Aidan Allen leaving UBS
UBS managing director Aidan Allen is leaving the Swiss investment bank.
It is understood that Mr Allen told UBS this week of his departure.
The expectation is he will be joining the New Zealand boutique banking group Jarden.
Mr Allen rejoined UBS in Australia almost two years ago after he left the bank to become head of investment banking in Australia at Citi.
He is regarded as a high-profile banker known for his close relationships with the private equity community and is considered something of a rainmaker when it comes to deal-making.
Last month, talk emerged that Mr Allen was within Jarden’s sights, although he denied at the time that he had fielded approaches, as reported by DataRoom.
Jarden has poached some of Australia’s best investment banking talent in recent months, and is understood to remain on the hunt for additional recruits.
DataRoom learned on Thursday that UBS analyst Kieren Chidgey is also leaving to join Jarden.
Analysts from various other Australian banking teams are said to be in its sights as it looks to build up its operations to become a dominant player in the local market after opening an office here last year.
Jarden shook up the local Australian market when it hired the former Goldman Sachs equity markets boss for Australia and New Zealand and ex-UBS operative Sarah Rennie and the former UBS global chairman of capital markets Robbie Vanderzeil.

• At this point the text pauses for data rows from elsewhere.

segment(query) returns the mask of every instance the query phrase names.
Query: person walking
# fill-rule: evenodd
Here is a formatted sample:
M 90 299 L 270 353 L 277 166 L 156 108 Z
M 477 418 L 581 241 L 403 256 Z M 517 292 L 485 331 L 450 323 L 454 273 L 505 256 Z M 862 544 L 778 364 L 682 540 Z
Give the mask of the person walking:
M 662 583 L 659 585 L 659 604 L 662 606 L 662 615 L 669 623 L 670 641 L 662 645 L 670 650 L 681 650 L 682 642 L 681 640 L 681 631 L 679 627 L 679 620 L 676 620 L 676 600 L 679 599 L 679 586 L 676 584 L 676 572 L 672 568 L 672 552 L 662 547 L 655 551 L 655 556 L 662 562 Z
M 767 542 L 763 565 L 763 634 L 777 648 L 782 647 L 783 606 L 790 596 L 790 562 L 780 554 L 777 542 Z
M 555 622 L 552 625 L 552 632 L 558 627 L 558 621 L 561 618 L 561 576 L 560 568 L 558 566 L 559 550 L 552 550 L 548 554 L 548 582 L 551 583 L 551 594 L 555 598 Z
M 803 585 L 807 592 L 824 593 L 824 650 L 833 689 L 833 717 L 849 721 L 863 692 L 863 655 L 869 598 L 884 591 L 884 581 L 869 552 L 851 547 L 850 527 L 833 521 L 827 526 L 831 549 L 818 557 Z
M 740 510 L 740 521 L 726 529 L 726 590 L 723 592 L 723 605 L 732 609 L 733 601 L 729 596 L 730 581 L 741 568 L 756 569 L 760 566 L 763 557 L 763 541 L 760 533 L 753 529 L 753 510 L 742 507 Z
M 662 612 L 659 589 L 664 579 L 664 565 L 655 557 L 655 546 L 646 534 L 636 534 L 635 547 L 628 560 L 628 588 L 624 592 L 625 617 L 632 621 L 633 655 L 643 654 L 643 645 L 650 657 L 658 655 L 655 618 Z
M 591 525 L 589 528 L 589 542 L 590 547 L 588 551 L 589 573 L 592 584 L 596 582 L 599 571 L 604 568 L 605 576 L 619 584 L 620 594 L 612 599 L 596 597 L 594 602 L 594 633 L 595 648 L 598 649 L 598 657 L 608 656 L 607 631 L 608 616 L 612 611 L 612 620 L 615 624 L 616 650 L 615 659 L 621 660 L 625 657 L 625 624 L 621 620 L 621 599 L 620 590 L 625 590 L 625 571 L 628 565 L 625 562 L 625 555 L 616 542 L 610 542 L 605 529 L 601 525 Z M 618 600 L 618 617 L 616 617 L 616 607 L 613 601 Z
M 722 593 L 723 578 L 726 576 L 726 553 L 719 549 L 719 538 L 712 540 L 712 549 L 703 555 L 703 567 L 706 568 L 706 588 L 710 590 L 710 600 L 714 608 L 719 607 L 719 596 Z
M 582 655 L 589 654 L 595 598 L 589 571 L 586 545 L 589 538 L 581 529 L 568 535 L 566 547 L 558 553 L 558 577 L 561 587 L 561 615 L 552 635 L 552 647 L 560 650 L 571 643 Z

Also hired for its new team was the former UBS equities syndicator John Spencer and ex UBS Australian equity capital markets boss Dane Fitzgibbon.

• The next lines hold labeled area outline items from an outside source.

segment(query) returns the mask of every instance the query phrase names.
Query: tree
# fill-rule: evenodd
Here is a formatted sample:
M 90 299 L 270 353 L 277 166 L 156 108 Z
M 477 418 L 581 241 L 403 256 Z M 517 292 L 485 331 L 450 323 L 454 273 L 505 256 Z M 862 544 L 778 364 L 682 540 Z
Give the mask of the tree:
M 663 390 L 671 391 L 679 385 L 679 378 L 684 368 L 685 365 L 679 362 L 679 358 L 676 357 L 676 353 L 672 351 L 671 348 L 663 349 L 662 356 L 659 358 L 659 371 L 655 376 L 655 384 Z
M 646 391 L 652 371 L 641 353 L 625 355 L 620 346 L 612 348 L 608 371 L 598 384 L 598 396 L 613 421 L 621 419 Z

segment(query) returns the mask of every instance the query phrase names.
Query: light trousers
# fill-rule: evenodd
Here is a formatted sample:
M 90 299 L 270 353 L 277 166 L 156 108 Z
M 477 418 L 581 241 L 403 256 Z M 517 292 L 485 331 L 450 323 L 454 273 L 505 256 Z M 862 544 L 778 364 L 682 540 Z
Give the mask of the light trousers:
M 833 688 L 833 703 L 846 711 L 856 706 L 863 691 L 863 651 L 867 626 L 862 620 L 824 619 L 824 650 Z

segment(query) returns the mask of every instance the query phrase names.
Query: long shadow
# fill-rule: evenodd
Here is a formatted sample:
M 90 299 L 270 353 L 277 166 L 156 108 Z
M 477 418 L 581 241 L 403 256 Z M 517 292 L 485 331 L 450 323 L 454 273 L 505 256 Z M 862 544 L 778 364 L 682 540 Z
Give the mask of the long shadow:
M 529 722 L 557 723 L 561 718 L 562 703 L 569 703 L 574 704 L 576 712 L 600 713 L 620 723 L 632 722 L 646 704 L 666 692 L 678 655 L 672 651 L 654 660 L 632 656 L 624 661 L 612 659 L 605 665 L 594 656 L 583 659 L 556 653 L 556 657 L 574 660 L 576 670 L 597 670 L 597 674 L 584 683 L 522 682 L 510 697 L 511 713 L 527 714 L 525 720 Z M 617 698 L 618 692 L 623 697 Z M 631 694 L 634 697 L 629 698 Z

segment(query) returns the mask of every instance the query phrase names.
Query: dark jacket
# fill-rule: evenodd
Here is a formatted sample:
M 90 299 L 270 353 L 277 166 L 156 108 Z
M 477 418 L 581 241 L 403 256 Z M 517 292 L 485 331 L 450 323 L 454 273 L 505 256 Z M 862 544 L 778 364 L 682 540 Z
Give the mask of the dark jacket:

There are suggestions that global Goldman Sachs bankers Ian Taylor, based in New York and Duncan Stewart based in London – both Australians – could be in line for Ms Rennie’s former job at Goldman Sachs.

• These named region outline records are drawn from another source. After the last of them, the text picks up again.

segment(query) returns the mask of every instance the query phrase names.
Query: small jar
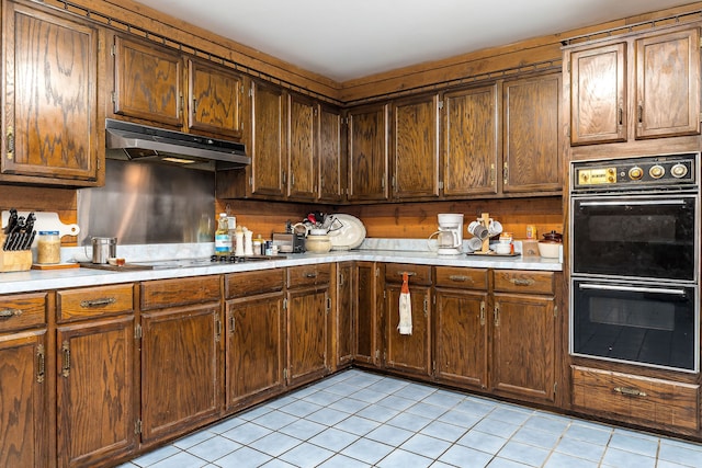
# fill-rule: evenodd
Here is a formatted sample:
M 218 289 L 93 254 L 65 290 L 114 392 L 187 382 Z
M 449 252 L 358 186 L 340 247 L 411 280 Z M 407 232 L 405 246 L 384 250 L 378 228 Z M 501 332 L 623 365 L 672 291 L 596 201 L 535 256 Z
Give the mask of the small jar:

Movements around the investment banking scene have become a hot topic of conversation, with talk in the market last month that Matthew Grounds and his right-hand man at UBS for many years, Guy Fowler, were starting a rival firm in the space of weeks.
However, the thinking now is that plans to start a another banking or funds management outfit with Magellan Financial Group and British bank Barclays are on the backburner for the time being.
Now the likelihood is that the high-profile bankers could emerge back in the market with a new outfit late this year or in early 2021.
It will be interesting to see how far and wide they search for talent, with some wondering if they do not look too far from their former home.
Earlier, there was talk that as many as 50 UBS staff could be looking to join the venture headed by Mr Grounds and Fowler, although it is understood that they have poured cold water on this possibility.